A wandering monk called Vaccha asked the Buddha if the Buddha would still exist after death. The Buddha replied:
"Vaccha, the idea that I would exist or not exist after death- such ideas lead to dense jungles and arid deserts, to entanglements as though caught by thorns. They bring about anger, delusion, and argument and they do not bring about peace, knowledge, or wisdom leading to enlightenment. I do not take up any of these ideas."
"Then has the Buddha any belief of his own?"
"Vaccha, I have nothing to do with belief or theories, but declare what I know.
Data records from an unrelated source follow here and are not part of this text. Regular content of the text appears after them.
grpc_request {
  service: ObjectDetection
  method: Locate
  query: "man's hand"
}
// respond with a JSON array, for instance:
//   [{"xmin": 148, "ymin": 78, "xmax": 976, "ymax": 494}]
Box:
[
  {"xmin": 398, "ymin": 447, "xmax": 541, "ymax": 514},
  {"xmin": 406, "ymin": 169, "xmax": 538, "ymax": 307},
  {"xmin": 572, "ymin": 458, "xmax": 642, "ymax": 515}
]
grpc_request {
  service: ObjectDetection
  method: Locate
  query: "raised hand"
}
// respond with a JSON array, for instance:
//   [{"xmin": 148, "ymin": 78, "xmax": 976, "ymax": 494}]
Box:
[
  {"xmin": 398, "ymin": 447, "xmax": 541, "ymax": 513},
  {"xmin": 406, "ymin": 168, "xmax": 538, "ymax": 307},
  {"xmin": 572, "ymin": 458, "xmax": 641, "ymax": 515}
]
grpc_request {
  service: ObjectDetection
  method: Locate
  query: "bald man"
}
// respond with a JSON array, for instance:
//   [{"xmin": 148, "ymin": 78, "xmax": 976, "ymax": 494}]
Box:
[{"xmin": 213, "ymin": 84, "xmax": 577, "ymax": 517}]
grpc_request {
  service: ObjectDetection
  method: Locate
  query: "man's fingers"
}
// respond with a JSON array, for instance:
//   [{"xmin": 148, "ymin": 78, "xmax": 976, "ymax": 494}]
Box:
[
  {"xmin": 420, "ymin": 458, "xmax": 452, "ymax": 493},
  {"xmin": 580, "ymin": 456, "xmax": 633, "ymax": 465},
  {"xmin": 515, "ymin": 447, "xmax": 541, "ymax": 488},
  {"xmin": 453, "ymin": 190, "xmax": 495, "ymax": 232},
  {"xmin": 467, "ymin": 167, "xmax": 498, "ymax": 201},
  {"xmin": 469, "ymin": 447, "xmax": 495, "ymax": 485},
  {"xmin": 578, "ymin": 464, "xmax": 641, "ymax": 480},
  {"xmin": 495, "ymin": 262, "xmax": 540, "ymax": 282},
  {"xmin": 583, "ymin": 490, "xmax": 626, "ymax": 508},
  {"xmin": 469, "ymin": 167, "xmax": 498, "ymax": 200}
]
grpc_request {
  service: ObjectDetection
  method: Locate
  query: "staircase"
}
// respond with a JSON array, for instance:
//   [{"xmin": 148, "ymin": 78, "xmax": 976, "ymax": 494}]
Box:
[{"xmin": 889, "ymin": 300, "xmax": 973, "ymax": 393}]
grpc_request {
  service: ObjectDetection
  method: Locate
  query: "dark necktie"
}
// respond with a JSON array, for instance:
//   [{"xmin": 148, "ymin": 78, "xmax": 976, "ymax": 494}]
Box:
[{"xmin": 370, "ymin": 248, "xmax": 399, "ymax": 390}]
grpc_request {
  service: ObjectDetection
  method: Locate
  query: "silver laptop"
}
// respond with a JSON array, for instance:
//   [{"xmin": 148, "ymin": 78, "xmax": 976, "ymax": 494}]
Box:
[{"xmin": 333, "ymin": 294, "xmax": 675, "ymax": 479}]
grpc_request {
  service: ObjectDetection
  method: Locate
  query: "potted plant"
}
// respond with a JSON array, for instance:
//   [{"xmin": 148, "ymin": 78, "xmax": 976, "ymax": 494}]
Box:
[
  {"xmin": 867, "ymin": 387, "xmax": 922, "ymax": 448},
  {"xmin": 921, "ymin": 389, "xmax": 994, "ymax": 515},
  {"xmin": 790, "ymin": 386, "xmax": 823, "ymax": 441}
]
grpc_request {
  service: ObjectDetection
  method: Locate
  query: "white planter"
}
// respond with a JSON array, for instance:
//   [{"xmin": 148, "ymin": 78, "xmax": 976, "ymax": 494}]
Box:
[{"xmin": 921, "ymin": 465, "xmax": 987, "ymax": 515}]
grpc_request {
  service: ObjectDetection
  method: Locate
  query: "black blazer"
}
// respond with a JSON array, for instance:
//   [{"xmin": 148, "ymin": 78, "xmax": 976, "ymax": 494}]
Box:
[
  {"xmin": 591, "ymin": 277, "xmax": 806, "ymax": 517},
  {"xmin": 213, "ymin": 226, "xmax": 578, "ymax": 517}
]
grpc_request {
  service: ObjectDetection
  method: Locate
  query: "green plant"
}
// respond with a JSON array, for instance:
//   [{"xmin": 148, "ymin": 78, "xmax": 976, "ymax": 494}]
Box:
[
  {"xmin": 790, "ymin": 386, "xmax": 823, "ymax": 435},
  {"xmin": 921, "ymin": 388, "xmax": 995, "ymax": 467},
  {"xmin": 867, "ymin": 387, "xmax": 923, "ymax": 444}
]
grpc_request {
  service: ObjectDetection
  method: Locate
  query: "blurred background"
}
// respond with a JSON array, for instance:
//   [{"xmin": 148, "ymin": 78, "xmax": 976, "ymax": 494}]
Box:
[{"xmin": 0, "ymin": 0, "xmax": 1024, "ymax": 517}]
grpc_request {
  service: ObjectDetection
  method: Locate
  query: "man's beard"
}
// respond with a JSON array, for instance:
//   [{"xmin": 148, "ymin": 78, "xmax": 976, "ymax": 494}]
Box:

I declare the nature of form, how it arises and how it perishes; the nature of perception, how it arises and how it perishes. And because I have completely abandoned all fantasies, false ideas, and imaginings about the nature of self or anything to do with the self, I am freed from self."
"But," asked Vaccha persistently, "when one who has attained this emancipation of mind dies, where does he go, where is he reborn?"
"The word 'reborn' does not fit the case."
"Then is he not reborn?"
"To say that he is not reborn does not fit the case either. Nor should you say that he is both reborn and not reborn or, indeed, that he is neither reborn nor not reborn."
"I am totally bewildered, Buddha, and my faith in you has gone."
"Never mind being bewildered. This is a deep and difficult doctrine to understand. Imagine there is a fire in front of you. You see it burning and know that it can only burn if it has fuel. And then you see that it has gone out. Now, somebody asks you, to which quarter has the fire gone - east, west, north or south? What do you say?"
"I would say that such a question does not fit the case, Buddha. For the fire depends on fuel, and when there is no more fuel, the fire is said to be out through lack of nourishment."
"In just the same way, Vaccha, the body in which one can see the truth will die out, like a fan palm, without any future. But that which is the truth, that which is existence itself, is there although it is deep and infinitely hard to understand. Like the great ocean, one cannot fathom it. And so it does not fit the case to say that I will be reborn or will not be reborn."